Is this legal statute really a necessity? In one word – yes! Consumers everywhere are craving maple products like never before. The food industry has answered this demand with a wide variety of maple-flavored products ranging from oatmeal, cereal and granola bars to bacon and sausage – and that doesn’t begin to touch the long list of maple products in the marketplace today.

The need for truth in labeling

Many of these maple “flavored” products achieve their taste through artificial ingredients, chemicals, and coloring agents. In reality, a very small percentage of processed maple-flavored products contain real maple syrup.

Yet, packaging design is a powerful influencer. Some popular products use this to their advantage and design packages with deceptive images such as pitchers of maple syrup, maple leaves, maple trees, or even sugarhouses to fully communicate the maple selling point. Unfortunately, many of these natural images are misleading.  Consumers might not think to look to the back label, especially if the front of the product is selling the story. As a result, consumers may think they are purchasing products containing real maple syrup when, in fact, they are purchasing flavored products containing artificial ingredients, chemicals and coloring agents.

Power to the people

The good news is that people all over the country are asking for change along the path that Vermont has taken in order to achieve label transparency. Currently an online petition is circulating asking for label change.
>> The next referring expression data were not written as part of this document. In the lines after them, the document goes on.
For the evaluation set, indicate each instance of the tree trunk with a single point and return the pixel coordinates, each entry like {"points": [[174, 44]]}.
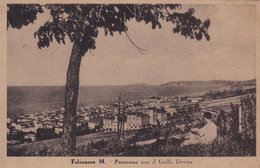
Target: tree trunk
{"points": [[71, 98]]}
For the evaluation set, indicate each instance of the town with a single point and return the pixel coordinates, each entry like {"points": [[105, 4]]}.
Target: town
{"points": [[146, 113]]}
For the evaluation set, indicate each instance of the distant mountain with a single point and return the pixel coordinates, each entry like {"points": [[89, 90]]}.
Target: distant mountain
{"points": [[213, 82]]}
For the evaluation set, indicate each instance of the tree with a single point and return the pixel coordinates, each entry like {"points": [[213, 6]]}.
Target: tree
{"points": [[81, 24]]}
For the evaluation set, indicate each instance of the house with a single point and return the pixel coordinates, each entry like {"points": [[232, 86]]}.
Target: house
{"points": [[152, 113], [58, 130], [30, 136], [162, 117], [171, 110], [136, 120], [110, 123]]}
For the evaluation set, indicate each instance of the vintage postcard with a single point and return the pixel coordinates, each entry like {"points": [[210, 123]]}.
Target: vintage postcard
{"points": [[129, 84]]}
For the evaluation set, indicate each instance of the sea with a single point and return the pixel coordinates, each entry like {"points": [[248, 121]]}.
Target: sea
{"points": [[37, 99]]}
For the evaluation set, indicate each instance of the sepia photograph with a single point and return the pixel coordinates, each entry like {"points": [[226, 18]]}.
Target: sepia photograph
{"points": [[131, 80]]}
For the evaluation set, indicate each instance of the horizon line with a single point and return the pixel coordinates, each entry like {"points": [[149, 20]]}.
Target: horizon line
{"points": [[138, 83]]}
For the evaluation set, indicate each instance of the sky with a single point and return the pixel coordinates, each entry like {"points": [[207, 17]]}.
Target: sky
{"points": [[229, 55]]}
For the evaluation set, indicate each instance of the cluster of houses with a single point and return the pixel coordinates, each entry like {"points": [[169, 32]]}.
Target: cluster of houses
{"points": [[137, 114]]}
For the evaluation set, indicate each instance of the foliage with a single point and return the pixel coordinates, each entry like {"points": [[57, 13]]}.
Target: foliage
{"points": [[22, 14], [80, 22]]}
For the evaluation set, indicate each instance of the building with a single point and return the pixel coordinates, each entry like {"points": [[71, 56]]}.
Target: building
{"points": [[136, 120], [162, 117]]}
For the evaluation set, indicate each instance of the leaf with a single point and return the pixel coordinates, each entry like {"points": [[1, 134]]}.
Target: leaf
{"points": [[207, 36], [198, 36]]}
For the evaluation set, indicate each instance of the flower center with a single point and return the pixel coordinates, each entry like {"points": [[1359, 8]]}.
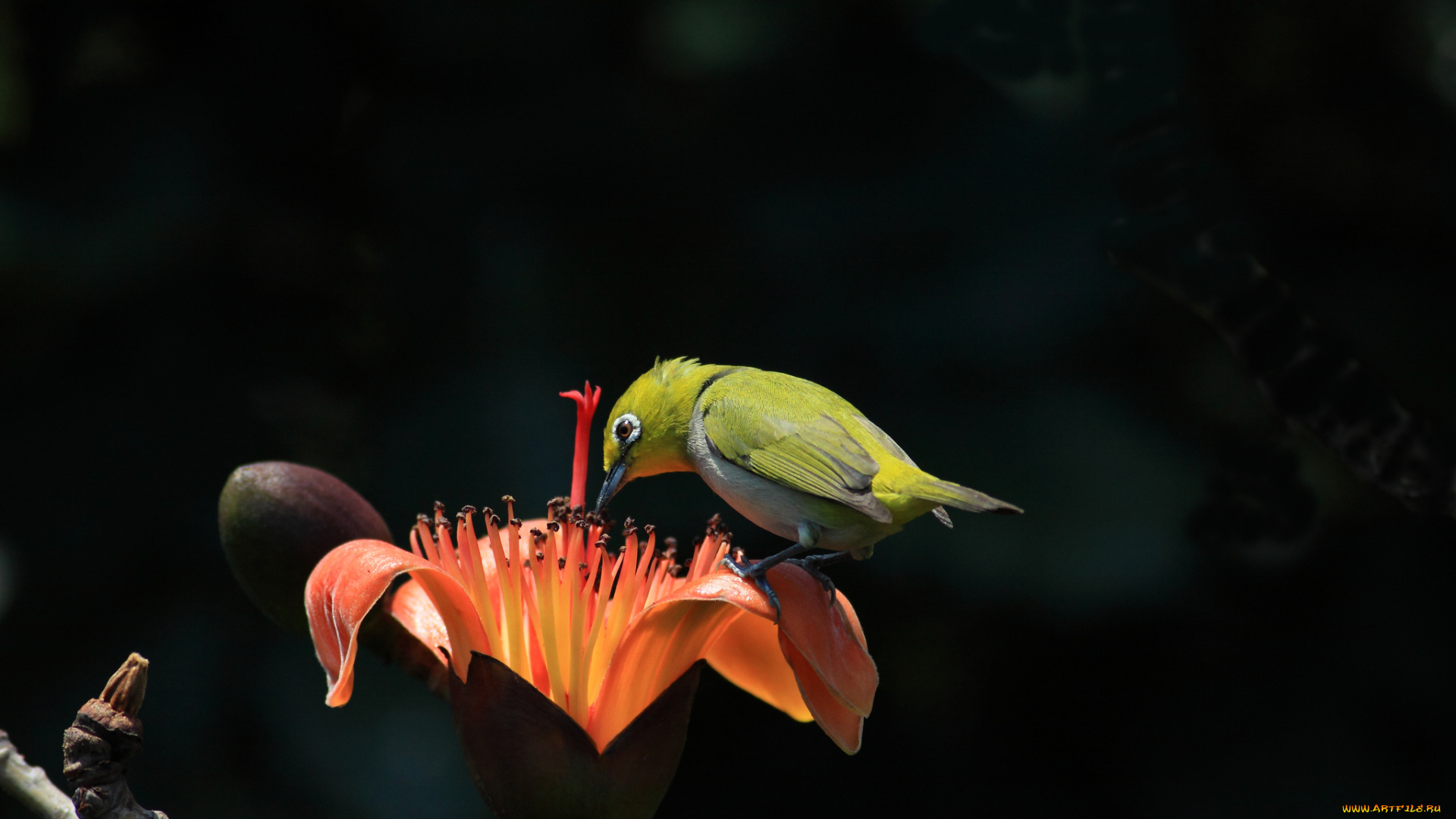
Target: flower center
{"points": [[555, 608]]}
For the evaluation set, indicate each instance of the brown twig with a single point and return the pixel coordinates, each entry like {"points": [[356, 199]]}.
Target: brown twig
{"points": [[102, 741]]}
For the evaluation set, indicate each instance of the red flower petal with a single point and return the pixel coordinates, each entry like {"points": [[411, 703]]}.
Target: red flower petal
{"points": [[347, 583], [843, 726], [827, 637], [417, 613], [824, 640], [747, 654]]}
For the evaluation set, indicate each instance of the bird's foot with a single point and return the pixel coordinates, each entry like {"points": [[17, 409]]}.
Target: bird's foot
{"points": [[759, 573], [816, 567], [752, 573]]}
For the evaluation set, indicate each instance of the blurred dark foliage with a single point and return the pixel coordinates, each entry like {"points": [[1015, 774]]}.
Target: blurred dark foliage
{"points": [[378, 238]]}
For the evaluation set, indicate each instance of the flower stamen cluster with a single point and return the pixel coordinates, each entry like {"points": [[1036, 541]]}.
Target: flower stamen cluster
{"points": [[555, 608]]}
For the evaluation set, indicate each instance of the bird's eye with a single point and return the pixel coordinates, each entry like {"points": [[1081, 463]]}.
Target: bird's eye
{"points": [[626, 428]]}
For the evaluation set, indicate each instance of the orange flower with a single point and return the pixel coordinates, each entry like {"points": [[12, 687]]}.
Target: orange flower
{"points": [[599, 634]]}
In part, the petition reads:

It is our judgment that food products labeled as maple or containing illustrations evocative of maple syrup or maple syrup production, are deceptive in their labeling unless:

  1. The product contains maple syrup or maple sugar derived from maple sap, or
  1. Is clearly labeled as containing artificial maple flavoring on the primary display panel of the package.

Petitions like this illustrate the recent global movement toward real food – and the closely related “additive-free” trend on the food manufacturing side that is reflected in what the industry calls, “clean labels”. We want to get back to our roots of real and simple foods. Pure maple syrup is one of the best examples of a powerhouse ingredient that can never be replicated in a laboratory.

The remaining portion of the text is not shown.